AUTHOR=Zhao Ning , Chen Jun , Zhang Mingming , Zhou Lihui , Liu Lisong , Yuan Jie , Pang Xingxue , Hu Dayi , Ren Xiaoxia , Jin Zhongyi TITLE=PAH-specific therapy for pulmonary hypertension and interstitial lung disease: A systemic review and meta-analysis JOURNAL=Frontiers in Cardiovascular Medicine VOLUME=9 YEAR=2022 URL=https://www.frontiersin.org/journals/cardiovascular-medicine/articles/10.3389/fcvm.2022.992879 DOI=10.3389/fcvm.2022.992879 ISSN=2297-055X ABSTRACT=Objective

Pulmonary hypertension (PH) in context with interstitial lung disease (ILD) portends serious clinical consequences and a high rate of mortality. Recently published randomized controlled trials (RCTs) which assessed the pulmonary arterial hypertension (PAH)-specific drugs for pulmonary hypertension and interstitial lung disease (PH-ILD) revealed inconsistent clinical outcomes with previous studies. We conducted a systemic review and meta-analysis to further investigate the effect of PAH-specific therapies for PH-ILD.

Methods

Clinical trials were searched from the EMBASE, PUBMED, and CENTRAL databases.

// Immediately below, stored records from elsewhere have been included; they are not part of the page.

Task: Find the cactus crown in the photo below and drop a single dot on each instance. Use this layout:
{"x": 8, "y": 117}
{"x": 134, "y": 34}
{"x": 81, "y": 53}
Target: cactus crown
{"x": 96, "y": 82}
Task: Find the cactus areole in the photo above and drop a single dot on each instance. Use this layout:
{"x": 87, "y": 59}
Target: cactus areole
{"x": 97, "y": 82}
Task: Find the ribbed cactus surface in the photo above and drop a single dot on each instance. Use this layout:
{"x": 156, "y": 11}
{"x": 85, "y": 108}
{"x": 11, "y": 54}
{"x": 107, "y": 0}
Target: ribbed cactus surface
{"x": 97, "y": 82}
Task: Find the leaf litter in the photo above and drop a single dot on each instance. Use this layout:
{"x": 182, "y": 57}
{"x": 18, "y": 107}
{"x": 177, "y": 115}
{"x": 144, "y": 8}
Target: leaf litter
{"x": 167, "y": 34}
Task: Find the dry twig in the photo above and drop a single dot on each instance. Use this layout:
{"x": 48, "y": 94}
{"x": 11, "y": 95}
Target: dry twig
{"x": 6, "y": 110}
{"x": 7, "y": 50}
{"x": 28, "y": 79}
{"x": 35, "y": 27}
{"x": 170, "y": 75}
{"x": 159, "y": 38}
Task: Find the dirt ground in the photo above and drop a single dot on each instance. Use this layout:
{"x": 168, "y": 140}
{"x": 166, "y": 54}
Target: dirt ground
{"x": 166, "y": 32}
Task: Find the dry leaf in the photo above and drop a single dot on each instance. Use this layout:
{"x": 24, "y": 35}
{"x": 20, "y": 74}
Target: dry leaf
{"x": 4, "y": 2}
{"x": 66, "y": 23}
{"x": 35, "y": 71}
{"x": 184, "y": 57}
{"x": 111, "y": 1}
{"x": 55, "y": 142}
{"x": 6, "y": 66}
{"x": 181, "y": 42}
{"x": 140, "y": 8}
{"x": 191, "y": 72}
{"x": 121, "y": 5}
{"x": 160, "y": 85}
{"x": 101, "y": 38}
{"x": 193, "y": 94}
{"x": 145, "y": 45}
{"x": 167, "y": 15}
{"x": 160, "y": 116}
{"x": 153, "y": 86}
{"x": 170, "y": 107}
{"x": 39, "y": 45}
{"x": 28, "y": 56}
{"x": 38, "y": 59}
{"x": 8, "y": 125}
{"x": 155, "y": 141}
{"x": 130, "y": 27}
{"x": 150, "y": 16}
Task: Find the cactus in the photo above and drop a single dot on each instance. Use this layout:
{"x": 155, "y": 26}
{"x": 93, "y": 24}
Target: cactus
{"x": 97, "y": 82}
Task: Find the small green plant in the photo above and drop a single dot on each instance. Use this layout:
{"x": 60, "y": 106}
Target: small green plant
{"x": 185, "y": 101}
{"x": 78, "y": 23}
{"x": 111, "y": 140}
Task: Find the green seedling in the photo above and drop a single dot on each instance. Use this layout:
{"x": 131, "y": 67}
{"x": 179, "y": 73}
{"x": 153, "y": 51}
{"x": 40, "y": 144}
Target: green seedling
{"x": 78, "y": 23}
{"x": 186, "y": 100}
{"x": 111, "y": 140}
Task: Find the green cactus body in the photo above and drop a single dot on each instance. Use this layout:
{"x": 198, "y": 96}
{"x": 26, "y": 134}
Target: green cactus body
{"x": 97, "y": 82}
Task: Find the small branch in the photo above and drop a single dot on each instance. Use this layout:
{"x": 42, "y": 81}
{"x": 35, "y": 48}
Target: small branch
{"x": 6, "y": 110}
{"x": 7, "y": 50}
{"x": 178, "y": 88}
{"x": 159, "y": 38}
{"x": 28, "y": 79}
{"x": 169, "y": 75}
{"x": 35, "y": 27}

The duration from the establishment of the database to June 2022 for RCTs evaluates the effect of PAH-specific therapy in patients with PH-ILD. RevMan 5.4 was used for the meta-analysis.

Results

A total of six articles (with a total of 791 patients) were included, including 412 patients in the treated group and 379 patients in the control group. As compared to placebo, the change of 6MWD was a significant improvement with PAH-specific therapy in the six RCTs (23.09; 95% CI, 12.07–34.12 P < 0.0001); but when the study with inhaled treprostinil was excluded, the significant improvement in the change of 6MWD from baseline was not present anymore (MD 11.01, 95%CI−6.43–28.46 P = 0.22). There was no significant improvement in the change in lung function, hemodynamic parameters, clinical worsening, all-cause death, and serious adverse effects in the treated group compared to placebo.

Conclusion

PAH-specific therapy significantly improved exercise capacity in the patients with PH-ILD, but this is due to the greater contribution of the study with inhaled treprostinil. Therefore, our findings still did not support the routine use of the whole PAH-specific drugs for PH-ILD.